By Alex M. Parker

May 4, 2011

As news that Al Qaeda leader Osama bin Laden had been killed by American forces broke late Sunday night, congressional leaders were quick to note the historic occassion.

"The man with the blood of more than 3,000 Americans on his hands, the man who forced us to begin to think the unthinkable - is now dead," said House Majority Leader Eric Cantor , in a statement released only moments after President Obama addressed the nation.

Senate Majority Leader Harry Reid called it the "most significant victory in our fight against al Qaeda and terrorism," but added that the "fight is not over." Added New York Democratic Sen. Chuck Schumer : "Because Bin Laden's evil dogma has poisoned the minds of so many others, we cannot let up in the war on terror. This successful mission sends a definitive message to those who would test the resolve of the people of the United States of America: do not doubt our resolve; if you do us harm, we will find you, we will mete out justice, and we will prevail."

Democratic and Republicanleaders were equally congratulatory to President Obama for the successful mission -- although many Republicans also included words of thanks to former President George W. Bush. "I commend the President and his team, as well as our men and women in uniform and our intelligence professionals, for this superb achievement," said Sen. John McCain , an Arizona Republican and Obama's opponent in the 2008 presidential election. "In 2001, President Bush said 'we will not tire, we will not falter, and we will not fail,'" said Peter King , a Republican Congressman from Long Island, New York. "President Bush deserves great credit for putting action behind those words. President Obama deserves equal credit for his resolve in this long war against al-Qaeda." Senate Minority Leader Mitch McConnell thanked military, intelligence, and law enforcement officials, but didn't mention Obama or Bush. "This is a great victory in the war on terror and for all who have worked so tirelessly over the years to thwart the monstrous designs of this madman and his disciples," the Kentucky Republican said.

Lawmakers also noted how the event would be recognized around the world. "They myth of Bin Laden has been punctured," said Michigan Democratic Sen.

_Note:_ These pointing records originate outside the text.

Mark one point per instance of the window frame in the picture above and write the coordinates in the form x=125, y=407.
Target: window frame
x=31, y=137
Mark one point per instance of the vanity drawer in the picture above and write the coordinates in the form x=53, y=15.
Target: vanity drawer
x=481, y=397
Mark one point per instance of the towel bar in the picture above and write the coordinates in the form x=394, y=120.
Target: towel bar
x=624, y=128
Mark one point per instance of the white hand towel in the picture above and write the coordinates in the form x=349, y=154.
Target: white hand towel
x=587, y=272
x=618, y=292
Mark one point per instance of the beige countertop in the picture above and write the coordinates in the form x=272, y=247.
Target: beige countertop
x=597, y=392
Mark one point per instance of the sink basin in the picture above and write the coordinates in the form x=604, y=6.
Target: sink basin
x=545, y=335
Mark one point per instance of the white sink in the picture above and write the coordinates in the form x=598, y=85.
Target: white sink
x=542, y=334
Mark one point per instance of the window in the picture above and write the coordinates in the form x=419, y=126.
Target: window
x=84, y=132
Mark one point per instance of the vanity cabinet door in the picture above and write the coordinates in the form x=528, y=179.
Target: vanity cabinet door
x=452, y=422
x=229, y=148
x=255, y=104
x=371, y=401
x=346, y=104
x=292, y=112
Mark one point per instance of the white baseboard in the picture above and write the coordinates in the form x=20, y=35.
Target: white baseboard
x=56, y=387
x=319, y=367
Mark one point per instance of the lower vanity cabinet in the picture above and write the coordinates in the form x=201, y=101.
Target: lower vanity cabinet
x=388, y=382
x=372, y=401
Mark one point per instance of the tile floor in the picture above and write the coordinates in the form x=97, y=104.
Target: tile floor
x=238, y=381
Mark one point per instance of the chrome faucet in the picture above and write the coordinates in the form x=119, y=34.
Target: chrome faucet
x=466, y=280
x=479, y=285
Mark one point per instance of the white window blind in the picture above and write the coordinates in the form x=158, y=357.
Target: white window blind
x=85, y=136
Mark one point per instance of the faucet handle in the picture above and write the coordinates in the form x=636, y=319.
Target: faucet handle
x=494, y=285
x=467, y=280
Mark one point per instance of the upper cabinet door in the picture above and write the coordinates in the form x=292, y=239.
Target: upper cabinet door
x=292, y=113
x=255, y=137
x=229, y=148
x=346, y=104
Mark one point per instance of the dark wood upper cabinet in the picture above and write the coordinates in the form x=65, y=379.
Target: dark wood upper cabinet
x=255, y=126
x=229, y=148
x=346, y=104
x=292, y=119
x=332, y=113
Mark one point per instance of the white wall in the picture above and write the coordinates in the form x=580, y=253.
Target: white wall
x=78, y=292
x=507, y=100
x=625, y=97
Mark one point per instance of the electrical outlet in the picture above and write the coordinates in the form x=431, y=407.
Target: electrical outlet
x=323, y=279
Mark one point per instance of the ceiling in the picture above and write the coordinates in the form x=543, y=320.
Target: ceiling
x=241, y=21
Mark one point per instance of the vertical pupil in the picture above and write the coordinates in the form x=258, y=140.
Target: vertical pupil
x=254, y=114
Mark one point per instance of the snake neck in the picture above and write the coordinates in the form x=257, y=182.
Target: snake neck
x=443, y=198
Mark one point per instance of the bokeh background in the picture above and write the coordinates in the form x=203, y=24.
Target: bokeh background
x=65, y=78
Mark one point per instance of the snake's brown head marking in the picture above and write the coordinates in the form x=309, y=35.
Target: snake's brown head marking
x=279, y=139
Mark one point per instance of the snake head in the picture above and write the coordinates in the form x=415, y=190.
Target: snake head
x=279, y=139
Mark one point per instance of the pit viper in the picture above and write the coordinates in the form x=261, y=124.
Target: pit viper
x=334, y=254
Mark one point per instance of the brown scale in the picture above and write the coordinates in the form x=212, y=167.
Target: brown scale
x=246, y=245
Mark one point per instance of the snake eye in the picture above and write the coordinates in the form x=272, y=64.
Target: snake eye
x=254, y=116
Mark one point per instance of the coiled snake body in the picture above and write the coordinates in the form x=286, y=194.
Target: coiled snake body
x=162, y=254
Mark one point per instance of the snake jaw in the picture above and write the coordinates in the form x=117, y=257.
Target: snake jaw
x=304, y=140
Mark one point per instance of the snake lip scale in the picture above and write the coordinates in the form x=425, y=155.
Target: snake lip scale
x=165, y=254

Carl Levin . "We are a nation of peace and laws, and people everywhere should understand that our ten-year manhunt was in search of justice not revenge," said Sen. John Kerry , a Massachusetts Democrat. "Terrorists everywhere must never doubt that the United States will hunt them down no matter where they are, no matter how long it takes." Looking forward, lawmakers said they hoped that bin Laden's death would be a turning point in the nation's war on terrorism, which has now stretched nearly a decade since the Sept. 11 attacks.

"It is impossible to predict the future, but I hope the death of Osama bin Laden and the growth of democratic movements in the Muslim world marks a momentous turning point, which leads the region toward peace and prosperity and away from terrorism, death, and destruction," said Vermont Sen. Bernie Sanders, an independent.